Le projet olympique des Alpes 2030 sera présenté par Edgar Grospiron devant le CIO malgré les obstacles

Edgar Grospiron, à la tête du projet Alpes 2030, se présente cette semaine devant les membres du Comité international olympique réunis à Milan. Sa mission consiste à défendre sa vision des Jeux en dépit des turbulences internes qui secouent l’organisation depuis plusieurs semaines. Le champion olympique 1992 des bosses s’appuiera sur son directeur général Cyril Linette pour porter ce projet ambitieux devant l’assemblée internationale.

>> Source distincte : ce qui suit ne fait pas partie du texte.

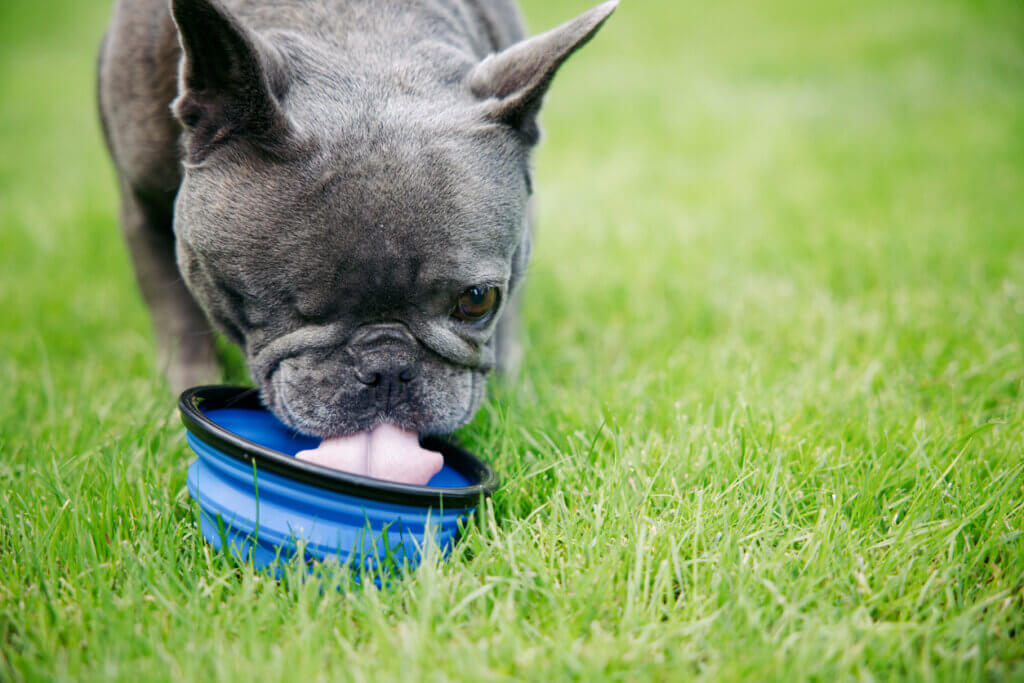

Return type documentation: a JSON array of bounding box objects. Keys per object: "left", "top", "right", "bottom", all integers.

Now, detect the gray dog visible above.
[{"left": 99, "top": 0, "right": 616, "bottom": 444}]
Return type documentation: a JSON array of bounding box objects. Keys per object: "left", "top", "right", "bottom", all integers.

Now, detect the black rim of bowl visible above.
[{"left": 178, "top": 385, "right": 498, "bottom": 507}]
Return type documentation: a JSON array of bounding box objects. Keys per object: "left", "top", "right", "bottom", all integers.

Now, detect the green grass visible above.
[{"left": 0, "top": 0, "right": 1024, "bottom": 681}]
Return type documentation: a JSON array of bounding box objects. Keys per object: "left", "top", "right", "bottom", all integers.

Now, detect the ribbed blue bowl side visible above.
[{"left": 186, "top": 432, "right": 474, "bottom": 567}]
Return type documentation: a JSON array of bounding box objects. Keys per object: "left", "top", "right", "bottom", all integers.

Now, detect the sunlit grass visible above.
[{"left": 0, "top": 0, "right": 1024, "bottom": 681}]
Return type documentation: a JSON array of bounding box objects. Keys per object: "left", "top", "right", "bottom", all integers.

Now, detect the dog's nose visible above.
[
  {"left": 355, "top": 356, "right": 416, "bottom": 386},
  {"left": 349, "top": 324, "right": 417, "bottom": 389}
]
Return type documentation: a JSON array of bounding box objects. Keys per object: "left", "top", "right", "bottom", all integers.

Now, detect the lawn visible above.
[{"left": 0, "top": 0, "right": 1024, "bottom": 682}]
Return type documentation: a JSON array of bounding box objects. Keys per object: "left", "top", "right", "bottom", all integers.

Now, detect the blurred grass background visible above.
[{"left": 0, "top": 0, "right": 1024, "bottom": 680}]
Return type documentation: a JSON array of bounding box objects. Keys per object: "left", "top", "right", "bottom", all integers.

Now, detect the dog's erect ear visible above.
[
  {"left": 466, "top": 0, "right": 618, "bottom": 143},
  {"left": 171, "top": 0, "right": 289, "bottom": 163}
]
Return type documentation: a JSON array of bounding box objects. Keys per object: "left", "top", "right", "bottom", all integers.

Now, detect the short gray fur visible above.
[{"left": 99, "top": 0, "right": 616, "bottom": 436}]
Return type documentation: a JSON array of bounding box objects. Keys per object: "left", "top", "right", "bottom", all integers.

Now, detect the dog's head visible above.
[{"left": 173, "top": 0, "right": 614, "bottom": 436}]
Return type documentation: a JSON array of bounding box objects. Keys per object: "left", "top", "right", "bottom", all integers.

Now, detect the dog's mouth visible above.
[{"left": 295, "top": 423, "right": 444, "bottom": 485}]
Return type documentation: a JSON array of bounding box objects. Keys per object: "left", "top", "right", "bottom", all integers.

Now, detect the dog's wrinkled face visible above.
[
  {"left": 172, "top": 0, "right": 614, "bottom": 437},
  {"left": 176, "top": 114, "right": 527, "bottom": 436}
]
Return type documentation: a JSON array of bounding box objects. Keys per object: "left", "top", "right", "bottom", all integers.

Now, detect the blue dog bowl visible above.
[{"left": 178, "top": 386, "right": 497, "bottom": 570}]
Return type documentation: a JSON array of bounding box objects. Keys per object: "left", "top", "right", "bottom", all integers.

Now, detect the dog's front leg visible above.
[{"left": 121, "top": 186, "right": 220, "bottom": 393}]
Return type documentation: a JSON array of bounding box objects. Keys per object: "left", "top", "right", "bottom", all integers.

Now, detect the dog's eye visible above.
[{"left": 452, "top": 285, "right": 498, "bottom": 323}]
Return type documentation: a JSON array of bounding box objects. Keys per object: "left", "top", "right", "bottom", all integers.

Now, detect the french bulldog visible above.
[{"left": 98, "top": 0, "right": 616, "bottom": 448}]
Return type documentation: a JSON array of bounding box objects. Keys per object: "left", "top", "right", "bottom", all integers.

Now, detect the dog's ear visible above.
[
  {"left": 466, "top": 0, "right": 618, "bottom": 143},
  {"left": 171, "top": 0, "right": 290, "bottom": 163}
]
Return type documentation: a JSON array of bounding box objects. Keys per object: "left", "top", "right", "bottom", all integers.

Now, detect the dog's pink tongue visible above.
[{"left": 295, "top": 424, "right": 444, "bottom": 485}]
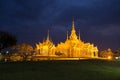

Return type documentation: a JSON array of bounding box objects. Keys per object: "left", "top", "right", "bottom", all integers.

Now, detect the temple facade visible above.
[
  {"left": 36, "top": 20, "right": 98, "bottom": 58},
  {"left": 56, "top": 21, "right": 98, "bottom": 58}
]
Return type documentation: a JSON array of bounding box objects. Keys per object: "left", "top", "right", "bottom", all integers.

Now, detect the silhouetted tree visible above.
[
  {"left": 0, "top": 31, "right": 17, "bottom": 51},
  {"left": 13, "top": 43, "right": 33, "bottom": 59}
]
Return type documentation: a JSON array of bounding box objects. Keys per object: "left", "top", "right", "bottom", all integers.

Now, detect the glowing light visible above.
[{"left": 108, "top": 56, "right": 112, "bottom": 59}]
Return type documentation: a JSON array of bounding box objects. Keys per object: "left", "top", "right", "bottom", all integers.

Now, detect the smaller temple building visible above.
[{"left": 36, "top": 20, "right": 98, "bottom": 58}]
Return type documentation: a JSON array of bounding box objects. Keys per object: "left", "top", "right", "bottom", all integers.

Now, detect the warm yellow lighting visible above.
[
  {"left": 108, "top": 56, "right": 112, "bottom": 59},
  {"left": 36, "top": 18, "right": 98, "bottom": 58}
]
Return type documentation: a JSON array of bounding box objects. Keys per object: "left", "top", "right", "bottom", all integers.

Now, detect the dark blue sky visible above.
[{"left": 0, "top": 0, "right": 120, "bottom": 50}]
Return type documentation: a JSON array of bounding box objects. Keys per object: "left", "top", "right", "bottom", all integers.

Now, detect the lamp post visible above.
[{"left": 48, "top": 44, "right": 53, "bottom": 60}]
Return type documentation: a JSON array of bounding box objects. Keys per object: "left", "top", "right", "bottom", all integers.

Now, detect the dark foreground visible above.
[{"left": 0, "top": 60, "right": 120, "bottom": 80}]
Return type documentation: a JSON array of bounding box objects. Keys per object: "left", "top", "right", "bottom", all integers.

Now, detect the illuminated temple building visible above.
[{"left": 36, "top": 21, "right": 98, "bottom": 58}]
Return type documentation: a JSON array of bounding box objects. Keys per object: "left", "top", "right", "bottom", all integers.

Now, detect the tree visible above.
[
  {"left": 100, "top": 48, "right": 114, "bottom": 59},
  {"left": 0, "top": 31, "right": 17, "bottom": 51}
]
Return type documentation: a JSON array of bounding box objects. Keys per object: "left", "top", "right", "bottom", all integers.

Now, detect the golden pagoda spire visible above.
[
  {"left": 70, "top": 19, "right": 77, "bottom": 40},
  {"left": 66, "top": 31, "right": 68, "bottom": 40}
]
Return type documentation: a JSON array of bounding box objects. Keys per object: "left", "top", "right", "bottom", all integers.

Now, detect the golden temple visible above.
[{"left": 36, "top": 20, "right": 98, "bottom": 58}]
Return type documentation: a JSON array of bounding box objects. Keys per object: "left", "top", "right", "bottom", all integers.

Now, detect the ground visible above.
[{"left": 0, "top": 60, "right": 120, "bottom": 80}]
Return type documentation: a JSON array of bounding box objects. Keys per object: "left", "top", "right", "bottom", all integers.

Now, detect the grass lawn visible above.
[{"left": 0, "top": 60, "right": 120, "bottom": 80}]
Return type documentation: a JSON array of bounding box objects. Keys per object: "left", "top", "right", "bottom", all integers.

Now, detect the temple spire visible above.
[
  {"left": 72, "top": 18, "right": 75, "bottom": 31},
  {"left": 66, "top": 31, "right": 68, "bottom": 40},
  {"left": 70, "top": 19, "right": 77, "bottom": 40},
  {"left": 78, "top": 30, "right": 80, "bottom": 40},
  {"left": 47, "top": 30, "right": 50, "bottom": 41}
]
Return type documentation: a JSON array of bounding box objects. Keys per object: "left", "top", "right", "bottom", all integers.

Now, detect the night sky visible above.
[{"left": 0, "top": 0, "right": 120, "bottom": 50}]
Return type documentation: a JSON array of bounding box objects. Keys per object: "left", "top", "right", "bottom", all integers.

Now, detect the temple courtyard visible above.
[{"left": 0, "top": 59, "right": 120, "bottom": 80}]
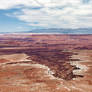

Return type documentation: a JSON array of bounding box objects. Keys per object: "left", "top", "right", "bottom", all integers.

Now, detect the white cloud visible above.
[{"left": 0, "top": 0, "right": 92, "bottom": 28}]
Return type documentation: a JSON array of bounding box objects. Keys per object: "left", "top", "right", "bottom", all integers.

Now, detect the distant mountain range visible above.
[{"left": 0, "top": 28, "right": 92, "bottom": 34}]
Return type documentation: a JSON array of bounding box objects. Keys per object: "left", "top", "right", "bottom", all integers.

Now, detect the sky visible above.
[{"left": 0, "top": 0, "right": 92, "bottom": 32}]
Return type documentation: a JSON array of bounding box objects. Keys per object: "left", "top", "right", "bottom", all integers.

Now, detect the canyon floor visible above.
[{"left": 0, "top": 34, "right": 92, "bottom": 92}]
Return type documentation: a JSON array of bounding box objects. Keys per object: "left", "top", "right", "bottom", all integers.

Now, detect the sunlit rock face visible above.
[{"left": 0, "top": 34, "right": 92, "bottom": 92}]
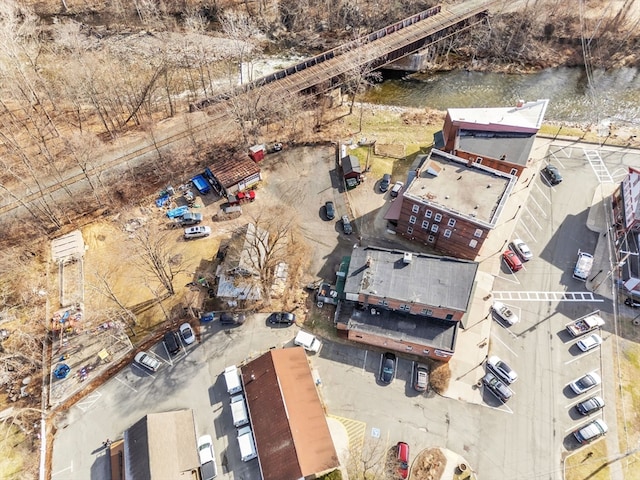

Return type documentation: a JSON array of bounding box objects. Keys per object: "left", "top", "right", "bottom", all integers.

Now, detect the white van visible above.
[
  {"left": 231, "top": 395, "right": 249, "bottom": 427},
  {"left": 573, "top": 250, "right": 593, "bottom": 282},
  {"left": 293, "top": 330, "right": 322, "bottom": 353},
  {"left": 224, "top": 365, "right": 242, "bottom": 395},
  {"left": 238, "top": 425, "right": 258, "bottom": 462}
]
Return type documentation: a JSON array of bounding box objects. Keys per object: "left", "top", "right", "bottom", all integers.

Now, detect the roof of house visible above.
[
  {"left": 342, "top": 155, "right": 362, "bottom": 175},
  {"left": 344, "top": 247, "right": 478, "bottom": 312},
  {"left": 209, "top": 157, "right": 260, "bottom": 188},
  {"left": 124, "top": 409, "right": 200, "bottom": 480},
  {"left": 403, "top": 149, "right": 517, "bottom": 228},
  {"left": 447, "top": 100, "right": 549, "bottom": 133},
  {"left": 241, "top": 347, "right": 339, "bottom": 480}
]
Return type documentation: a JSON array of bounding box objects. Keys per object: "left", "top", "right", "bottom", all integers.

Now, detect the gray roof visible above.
[
  {"left": 344, "top": 247, "right": 478, "bottom": 312},
  {"left": 124, "top": 409, "right": 200, "bottom": 480}
]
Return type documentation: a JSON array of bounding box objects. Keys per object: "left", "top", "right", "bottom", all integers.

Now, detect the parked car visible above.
[
  {"left": 413, "top": 363, "right": 429, "bottom": 392},
  {"left": 491, "top": 301, "right": 520, "bottom": 325},
  {"left": 134, "top": 352, "right": 160, "bottom": 372},
  {"left": 482, "top": 372, "right": 513, "bottom": 402},
  {"left": 396, "top": 442, "right": 409, "bottom": 478},
  {"left": 342, "top": 215, "right": 353, "bottom": 235},
  {"left": 380, "top": 173, "right": 391, "bottom": 192},
  {"left": 576, "top": 395, "right": 604, "bottom": 415},
  {"left": 487, "top": 355, "right": 518, "bottom": 384},
  {"left": 180, "top": 323, "right": 196, "bottom": 345},
  {"left": 184, "top": 226, "right": 211, "bottom": 240},
  {"left": 268, "top": 312, "right": 296, "bottom": 326},
  {"left": 569, "top": 372, "right": 602, "bottom": 395},
  {"left": 380, "top": 352, "right": 397, "bottom": 385},
  {"left": 578, "top": 333, "right": 602, "bottom": 352},
  {"left": 573, "top": 418, "right": 608, "bottom": 443},
  {"left": 511, "top": 238, "right": 533, "bottom": 262},
  {"left": 220, "top": 312, "right": 247, "bottom": 325},
  {"left": 324, "top": 202, "right": 336, "bottom": 220},
  {"left": 389, "top": 180, "right": 404, "bottom": 198},
  {"left": 542, "top": 164, "right": 562, "bottom": 185},
  {"left": 502, "top": 250, "right": 522, "bottom": 272},
  {"left": 162, "top": 330, "right": 180, "bottom": 355}
]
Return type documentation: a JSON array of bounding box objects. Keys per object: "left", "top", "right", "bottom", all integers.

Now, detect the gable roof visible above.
[
  {"left": 344, "top": 247, "right": 478, "bottom": 312},
  {"left": 209, "top": 157, "right": 260, "bottom": 188},
  {"left": 124, "top": 409, "right": 200, "bottom": 480},
  {"left": 241, "top": 347, "right": 338, "bottom": 480}
]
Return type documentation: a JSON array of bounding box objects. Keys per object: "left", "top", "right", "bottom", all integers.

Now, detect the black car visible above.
[
  {"left": 542, "top": 164, "right": 562, "bottom": 185},
  {"left": 268, "top": 312, "right": 296, "bottom": 326},
  {"left": 162, "top": 331, "right": 180, "bottom": 355},
  {"left": 324, "top": 202, "right": 336, "bottom": 220},
  {"left": 380, "top": 352, "right": 396, "bottom": 385}
]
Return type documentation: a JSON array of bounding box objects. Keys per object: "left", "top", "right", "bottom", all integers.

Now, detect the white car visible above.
[
  {"left": 180, "top": 323, "right": 196, "bottom": 345},
  {"left": 511, "top": 238, "right": 533, "bottom": 262},
  {"left": 578, "top": 333, "right": 602, "bottom": 352},
  {"left": 487, "top": 355, "right": 518, "bottom": 383},
  {"left": 492, "top": 302, "right": 520, "bottom": 325},
  {"left": 135, "top": 352, "right": 160, "bottom": 372}
]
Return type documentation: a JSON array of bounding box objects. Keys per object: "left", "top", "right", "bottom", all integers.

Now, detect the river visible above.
[{"left": 362, "top": 67, "right": 640, "bottom": 124}]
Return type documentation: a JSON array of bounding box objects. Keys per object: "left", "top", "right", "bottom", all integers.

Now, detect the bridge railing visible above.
[{"left": 189, "top": 5, "right": 442, "bottom": 112}]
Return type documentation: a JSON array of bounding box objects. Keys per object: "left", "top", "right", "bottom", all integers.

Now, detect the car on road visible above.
[
  {"left": 502, "top": 250, "right": 522, "bottom": 272},
  {"left": 576, "top": 395, "right": 604, "bottom": 415},
  {"left": 569, "top": 372, "right": 602, "bottom": 395},
  {"left": 491, "top": 301, "right": 520, "bottom": 325},
  {"left": 487, "top": 355, "right": 518, "bottom": 384},
  {"left": 542, "top": 164, "right": 562, "bottom": 185},
  {"left": 380, "top": 352, "right": 397, "bottom": 385},
  {"left": 342, "top": 215, "right": 353, "bottom": 235},
  {"left": 396, "top": 442, "right": 409, "bottom": 478},
  {"left": 324, "top": 201, "right": 336, "bottom": 220},
  {"left": 511, "top": 238, "right": 533, "bottom": 262},
  {"left": 482, "top": 372, "right": 513, "bottom": 403},
  {"left": 134, "top": 352, "right": 160, "bottom": 372},
  {"left": 267, "top": 312, "right": 296, "bottom": 327},
  {"left": 380, "top": 173, "right": 391, "bottom": 192},
  {"left": 389, "top": 180, "right": 404, "bottom": 198},
  {"left": 573, "top": 418, "right": 608, "bottom": 444},
  {"left": 180, "top": 322, "right": 196, "bottom": 345},
  {"left": 184, "top": 225, "right": 211, "bottom": 240},
  {"left": 413, "top": 363, "right": 429, "bottom": 392},
  {"left": 578, "top": 333, "right": 602, "bottom": 352}
]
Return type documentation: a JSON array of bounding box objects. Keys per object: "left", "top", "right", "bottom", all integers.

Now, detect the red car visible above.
[
  {"left": 397, "top": 442, "right": 409, "bottom": 478},
  {"left": 502, "top": 250, "right": 522, "bottom": 272}
]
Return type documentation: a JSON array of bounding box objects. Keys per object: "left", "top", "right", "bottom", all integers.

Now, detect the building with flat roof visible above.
[
  {"left": 386, "top": 149, "right": 517, "bottom": 260},
  {"left": 241, "top": 347, "right": 339, "bottom": 480},
  {"left": 336, "top": 246, "right": 478, "bottom": 360}
]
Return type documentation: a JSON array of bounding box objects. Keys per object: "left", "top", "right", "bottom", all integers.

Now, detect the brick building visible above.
[
  {"left": 435, "top": 100, "right": 549, "bottom": 177},
  {"left": 336, "top": 247, "right": 478, "bottom": 361},
  {"left": 385, "top": 149, "right": 517, "bottom": 260}
]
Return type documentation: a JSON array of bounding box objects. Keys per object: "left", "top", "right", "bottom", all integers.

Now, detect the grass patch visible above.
[{"left": 564, "top": 439, "right": 611, "bottom": 480}]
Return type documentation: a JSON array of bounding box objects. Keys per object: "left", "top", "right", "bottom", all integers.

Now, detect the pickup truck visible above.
[{"left": 566, "top": 314, "right": 604, "bottom": 337}]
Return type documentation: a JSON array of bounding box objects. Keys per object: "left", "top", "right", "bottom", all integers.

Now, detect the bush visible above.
[{"left": 429, "top": 360, "right": 451, "bottom": 395}]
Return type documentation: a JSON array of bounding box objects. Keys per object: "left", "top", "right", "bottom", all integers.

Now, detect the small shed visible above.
[{"left": 342, "top": 155, "right": 362, "bottom": 188}]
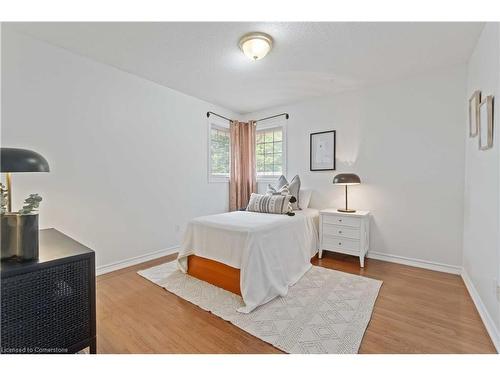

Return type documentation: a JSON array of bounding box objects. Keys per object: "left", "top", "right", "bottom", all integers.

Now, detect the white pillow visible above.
[{"left": 299, "top": 189, "right": 312, "bottom": 210}]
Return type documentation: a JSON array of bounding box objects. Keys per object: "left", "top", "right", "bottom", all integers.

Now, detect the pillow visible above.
[
  {"left": 266, "top": 175, "right": 301, "bottom": 210},
  {"left": 299, "top": 189, "right": 312, "bottom": 210},
  {"left": 247, "top": 193, "right": 295, "bottom": 216},
  {"left": 266, "top": 184, "right": 291, "bottom": 195}
]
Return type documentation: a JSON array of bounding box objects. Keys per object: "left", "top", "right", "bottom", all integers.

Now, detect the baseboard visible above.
[
  {"left": 96, "top": 246, "right": 179, "bottom": 276},
  {"left": 461, "top": 269, "right": 500, "bottom": 353},
  {"left": 366, "top": 251, "right": 462, "bottom": 275}
]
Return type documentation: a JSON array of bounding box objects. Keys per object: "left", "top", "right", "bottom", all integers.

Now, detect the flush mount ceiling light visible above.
[{"left": 239, "top": 32, "right": 273, "bottom": 61}]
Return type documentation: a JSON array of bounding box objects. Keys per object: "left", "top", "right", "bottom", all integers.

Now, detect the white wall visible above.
[
  {"left": 463, "top": 23, "right": 500, "bottom": 348},
  {"left": 246, "top": 66, "right": 466, "bottom": 271},
  {"left": 1, "top": 30, "right": 234, "bottom": 266}
]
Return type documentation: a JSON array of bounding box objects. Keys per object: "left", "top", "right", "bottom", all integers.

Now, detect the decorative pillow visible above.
[
  {"left": 247, "top": 193, "right": 294, "bottom": 216},
  {"left": 299, "top": 189, "right": 312, "bottom": 210},
  {"left": 266, "top": 175, "right": 301, "bottom": 210},
  {"left": 266, "top": 184, "right": 291, "bottom": 195}
]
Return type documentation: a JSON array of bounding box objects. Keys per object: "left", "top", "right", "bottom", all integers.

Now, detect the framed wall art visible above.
[{"left": 309, "top": 130, "right": 336, "bottom": 171}]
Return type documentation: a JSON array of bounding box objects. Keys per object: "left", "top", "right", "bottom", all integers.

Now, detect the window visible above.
[
  {"left": 255, "top": 126, "right": 286, "bottom": 179},
  {"left": 209, "top": 123, "right": 230, "bottom": 182}
]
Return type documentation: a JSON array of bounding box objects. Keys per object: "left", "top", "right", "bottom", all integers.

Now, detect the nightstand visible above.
[
  {"left": 0, "top": 229, "right": 96, "bottom": 354},
  {"left": 319, "top": 208, "right": 370, "bottom": 267}
]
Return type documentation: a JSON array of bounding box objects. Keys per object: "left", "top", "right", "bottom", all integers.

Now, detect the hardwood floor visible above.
[{"left": 97, "top": 252, "right": 496, "bottom": 353}]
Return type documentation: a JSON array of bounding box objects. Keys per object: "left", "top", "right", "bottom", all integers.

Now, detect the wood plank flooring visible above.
[{"left": 97, "top": 252, "right": 496, "bottom": 353}]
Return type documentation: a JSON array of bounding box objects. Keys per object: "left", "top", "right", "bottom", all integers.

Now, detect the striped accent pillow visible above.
[
  {"left": 266, "top": 184, "right": 290, "bottom": 195},
  {"left": 247, "top": 193, "right": 292, "bottom": 214}
]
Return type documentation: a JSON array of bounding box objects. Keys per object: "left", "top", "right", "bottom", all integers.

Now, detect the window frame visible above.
[
  {"left": 255, "top": 118, "right": 288, "bottom": 183},
  {"left": 207, "top": 117, "right": 231, "bottom": 183}
]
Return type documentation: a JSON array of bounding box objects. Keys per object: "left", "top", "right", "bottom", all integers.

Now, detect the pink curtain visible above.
[{"left": 229, "top": 121, "right": 257, "bottom": 211}]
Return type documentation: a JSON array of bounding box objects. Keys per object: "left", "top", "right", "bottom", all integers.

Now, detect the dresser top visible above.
[
  {"left": 319, "top": 208, "right": 370, "bottom": 217},
  {"left": 0, "top": 228, "right": 93, "bottom": 273}
]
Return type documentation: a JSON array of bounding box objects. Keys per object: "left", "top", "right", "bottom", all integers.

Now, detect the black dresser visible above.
[{"left": 0, "top": 229, "right": 96, "bottom": 354}]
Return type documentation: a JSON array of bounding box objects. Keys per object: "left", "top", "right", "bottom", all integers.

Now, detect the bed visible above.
[{"left": 177, "top": 208, "right": 319, "bottom": 313}]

Le contexte organisationnel s’avère complexe avec le départ du président du comité des rémunérations Bertrand Méheut, ainsi que deux démissions de directeurs exécutifs en décembre et janvier. Ces mouvements ont provoqué une mise au point sérieuse lors du dernier bureau exécutif. Amélie Oudéa-Castéra, présidente du Comité national olympique français, souligne qu’il faut remédier à cette instabilité et renforcer la gouvernance de l’organisation, tout en fusionnant l’expérience de Paris 2024 avec l’expertise locale.
La semaine s’annonce décisive puisque la loi française sur l’organisation des Jeux doit être votée définitivement par l’Assemblée nationale et le Sénat. Val-d’Isère a approuvé dimanche son inscription dans le schéma préférentiel des sites avec une majorité large au conseil municipal. Grospiron tenait à cette inclusion de la station savoyarde, quitte à remettre en question l’implication initiale de Méribel dans les épreuves alpines.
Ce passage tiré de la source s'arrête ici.